Subsequent laws repeal prior conflicting ones
This is also referred to as the doctrine of implied repeal which is a concept in the constitution where an act of Parliament conflicts with an earlier one, the later Act takes precedence and the conflicting parts of the earlier act become legally inoperable. In simple terms, a later statute which is repugnant to an earlier statute is deemed to abrogate the earlier one when both of them are on the same subject matter. In other words, where the provisions of a later document are contrary to those of an earlier, the earliest must be considered as repealed.
When two statutes conflict, the one enacted last prevails.
However, this principle is subject to an exception embodied in the maxim Generalia Specialibus Non-Derogant which means, a general provision does not derogate from a special one.
In The Commissioner, Bangalore vs the State Of Karnataka And Anr., the Calcutta High Court held that “The principle Leges Posteriores Priores Abrogant is subject to the exception embodied in the maxim: (generalia specialibus non-derogant).
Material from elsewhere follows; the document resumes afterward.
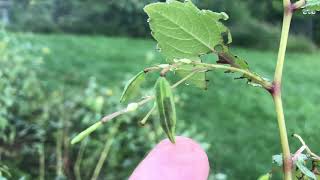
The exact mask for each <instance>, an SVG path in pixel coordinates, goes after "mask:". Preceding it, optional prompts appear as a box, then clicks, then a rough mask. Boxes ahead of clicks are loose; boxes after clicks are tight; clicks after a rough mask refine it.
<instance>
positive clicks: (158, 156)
mask: <svg viewBox="0 0 320 180" xmlns="http://www.w3.org/2000/svg"><path fill="white" fill-rule="evenodd" d="M208 175H209V162H208V157H207V155H206V153H205V152H204V150H203V149H202V148H201V147H200V145H199V144H198V143H196V142H195V141H193V140H192V139H189V138H186V137H179V136H178V137H176V143H175V144H172V143H171V142H170V141H169V140H168V139H165V140H163V141H161V142H160V143H159V144H158V145H157V146H156V147H155V148H153V150H152V151H151V152H150V153H149V154H148V155H147V157H146V158H145V159H144V160H143V161H142V162H141V163H140V164H139V165H138V167H137V168H136V169H135V170H134V172H133V173H132V175H131V176H130V178H129V180H151V179H152V180H207V178H208Z"/></svg>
This means that where the literal meaning of the general enactment covers an occupation for which specific provision is made by another enactment contained in an earlier Act, it is presumed that the situation was intended to continue to be dealt with by the specific provision rather than the later general one.”
In Municipal Committee, Malerkotla vs Mohd. Mushtaq, the Punjab and Haryana High Court held that “An earlier Act must give place to a later if the two cannot be reconciled and one Act may repeal another by words express or implied. It is also an equally well-known maxim of law which constitutes that the later laws prevail over those which preceded them.”